By Emma Una – Calabar
Managing Director of Nigeria Export-Import Bank, NEXIM, Alhaji Abba Bello, says Nigeria needs more functional port terminals to facilitate the export and import of goods, ease the Apapa gridlock, and also expand economic growth and development in other parts of the country.
Speaking on Thursday during the maiden loading of a Chattered 7,000 Metric Tones Capacity vessel with cocoa from Calabar Port to the United States, Bello said the event is significant not only because it offers a solution to the traffic congestion which has characterized Apapa Port over the years but also because of the prospects of opening up the economy of the South-South region of the country towards improved contribution to international trade and development of the region.
“Apapa Port nightmare is partly a reflection of the increase in the volume of business activities in the Apapa and Tincan Ports and associated high volume of human and vehicular traffic without corresponding improvement in the road network and other port infrastructure.
“The attendant challenges have had serious implications for the business climate contrary to the objective of the administration of President Muhammadu Buhari to ensure that Nigeria ranks among the top one hundred countries of the world on ease of doing business by 2023.”
He emphasized that the economic consequences in the Apapa gridlock have been severe as exporters have continuously grieved over the long delays in cargo movement which have caused them to fail in keeping contract obligations in addition to increased borrowing costs and other administrative expenses while huge volumes of agricultural commodities rotted away in warehouses stressing that the solution lies in the development and use of other alternative ports in the country.
“This is even more so against the background of the expected increase in the volume of trade with the commencement of the Africa Free Trade Agreement, AFCFTA, and the ongoing efforts of the federal government to increasingly diversify the economy and promote non-oil exports”.
The NEXIM Managing Director said the bank is currently working with both private and public sector partners to develop and improve maritime transportation system through the establishment of a regional shipping company, the Sea link Company Limited, which has the overall objective of bridging maritime infrastructure gaps to ease trade connectivity for coastal and hinterland trade to boost access for Nigerian manufactured exports within the regional market and solid minerals export.
“Having made significant progress, preparatory activities for the Sealink project have reached an advanced stage.
“The project has consummated a consortium partnership with some private sector maritime operators who have agreed to deploy about twenty vessels after issuance of ‘Notice of Readiness’ by Sealink project.
“As part of the indication of the project’s readiness, we have obtained approval for Inland Water Ways right of way from the National Inland Waterways as approved by the government”.
He frowned at the low business activities in the region even with the establishment of the first free trade zone which is located in Calabar “The first Export Processing Zone was established in Calabar in 2001, while NEXIM Bank established a branch in the zone in 2002.

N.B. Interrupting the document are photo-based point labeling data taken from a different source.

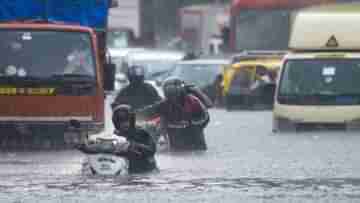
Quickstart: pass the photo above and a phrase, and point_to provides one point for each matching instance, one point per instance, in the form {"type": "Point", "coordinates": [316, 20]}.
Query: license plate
{"type": "Point", "coordinates": [105, 167]}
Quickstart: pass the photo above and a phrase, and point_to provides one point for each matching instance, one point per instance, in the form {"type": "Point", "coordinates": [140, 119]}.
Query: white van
{"type": "Point", "coordinates": [319, 81]}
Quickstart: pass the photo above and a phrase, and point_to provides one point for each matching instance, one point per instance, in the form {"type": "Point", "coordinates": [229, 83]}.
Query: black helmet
{"type": "Point", "coordinates": [174, 88]}
{"type": "Point", "coordinates": [121, 115]}
{"type": "Point", "coordinates": [136, 74]}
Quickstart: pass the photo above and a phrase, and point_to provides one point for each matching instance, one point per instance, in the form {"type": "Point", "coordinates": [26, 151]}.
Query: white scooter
{"type": "Point", "coordinates": [102, 158]}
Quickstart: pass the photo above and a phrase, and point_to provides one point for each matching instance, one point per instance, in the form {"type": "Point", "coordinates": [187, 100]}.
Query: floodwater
{"type": "Point", "coordinates": [245, 162]}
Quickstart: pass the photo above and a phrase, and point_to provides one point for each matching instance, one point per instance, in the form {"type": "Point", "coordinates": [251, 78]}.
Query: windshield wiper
{"type": "Point", "coordinates": [17, 79]}
{"type": "Point", "coordinates": [74, 77]}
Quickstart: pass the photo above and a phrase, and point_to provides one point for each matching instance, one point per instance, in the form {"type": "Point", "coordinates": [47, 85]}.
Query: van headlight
{"type": "Point", "coordinates": [283, 124]}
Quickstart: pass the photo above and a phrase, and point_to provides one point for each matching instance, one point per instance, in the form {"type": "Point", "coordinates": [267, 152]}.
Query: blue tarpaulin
{"type": "Point", "coordinates": [91, 13]}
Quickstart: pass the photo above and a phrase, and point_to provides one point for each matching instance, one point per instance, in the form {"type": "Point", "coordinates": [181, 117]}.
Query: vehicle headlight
{"type": "Point", "coordinates": [353, 124]}
{"type": "Point", "coordinates": [283, 124]}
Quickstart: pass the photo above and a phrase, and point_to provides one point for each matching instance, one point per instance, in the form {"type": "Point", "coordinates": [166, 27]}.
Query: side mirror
{"type": "Point", "coordinates": [109, 76]}
{"type": "Point", "coordinates": [158, 82]}
{"type": "Point", "coordinates": [114, 4]}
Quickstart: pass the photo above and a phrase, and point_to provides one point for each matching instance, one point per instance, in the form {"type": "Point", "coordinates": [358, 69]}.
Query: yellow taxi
{"type": "Point", "coordinates": [250, 80]}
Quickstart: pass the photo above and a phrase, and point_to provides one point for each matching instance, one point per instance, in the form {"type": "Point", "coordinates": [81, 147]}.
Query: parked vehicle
{"type": "Point", "coordinates": [52, 73]}
{"type": "Point", "coordinates": [264, 24]}
{"type": "Point", "coordinates": [158, 63]}
{"type": "Point", "coordinates": [202, 73]}
{"type": "Point", "coordinates": [319, 78]}
{"type": "Point", "coordinates": [250, 80]}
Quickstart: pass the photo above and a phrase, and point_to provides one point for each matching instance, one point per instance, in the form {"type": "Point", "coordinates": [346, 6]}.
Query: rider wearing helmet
{"type": "Point", "coordinates": [140, 147]}
{"type": "Point", "coordinates": [183, 117]}
{"type": "Point", "coordinates": [138, 93]}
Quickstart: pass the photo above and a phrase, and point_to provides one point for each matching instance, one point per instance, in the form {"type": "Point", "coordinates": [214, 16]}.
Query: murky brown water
{"type": "Point", "coordinates": [244, 163]}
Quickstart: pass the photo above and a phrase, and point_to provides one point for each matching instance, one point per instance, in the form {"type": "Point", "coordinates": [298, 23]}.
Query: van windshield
{"type": "Point", "coordinates": [320, 82]}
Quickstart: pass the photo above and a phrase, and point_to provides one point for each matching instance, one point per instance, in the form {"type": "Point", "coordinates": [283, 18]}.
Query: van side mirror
{"type": "Point", "coordinates": [158, 82]}
{"type": "Point", "coordinates": [109, 76]}
{"type": "Point", "coordinates": [114, 3]}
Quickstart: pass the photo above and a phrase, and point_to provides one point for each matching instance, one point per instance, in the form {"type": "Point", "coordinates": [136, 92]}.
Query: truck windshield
{"type": "Point", "coordinates": [320, 82]}
{"type": "Point", "coordinates": [45, 54]}
{"type": "Point", "coordinates": [201, 75]}
{"type": "Point", "coordinates": [118, 39]}
{"type": "Point", "coordinates": [262, 29]}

“However, we have observed that the region has not really achieved its potentials in spite of the huge availability of non-oil commodities like cocoa, rubber, palm produce, cassava, and plantain as well as mineral products like limestone, titanium, ceramic, coal, and glass which can be developed for export”.
He said the bank has commenced the implementation of the State Export Development programme geared towards developing at least one exportable commodity per state under the zero Oil Plan of the federal government and the sum of one billion naira has been earmarked per state in support of the initiative.
Senator Ben Ayade, the governor of Cross River State in his speech called on the federal government to expedite action on the dredging of the Calabar Port which has been prolonged unnecessary leading t low activity at the port.
Senator Ayade who was represented by his Commissioner for Commerce, Mrs Rosemary Archibong, said the state has a fertile and wide landmass which is suitable for the cultivation of virtually all agricultural products stressing that if the port was fully operational, most of the produce from farms in the state would have been exported through it.
“The state produces not only cocoa which we are exporting today but several other crops which are produced in large quantity which is our proactive governor has set up Cocoa Processing factory, Rice Milling Plant and groundnut oil processing factory to add value to the products before export.
“We call on the Federal Government to support the Deep Sea Port project of the governor which will go a long way in facilitating exports from this state”.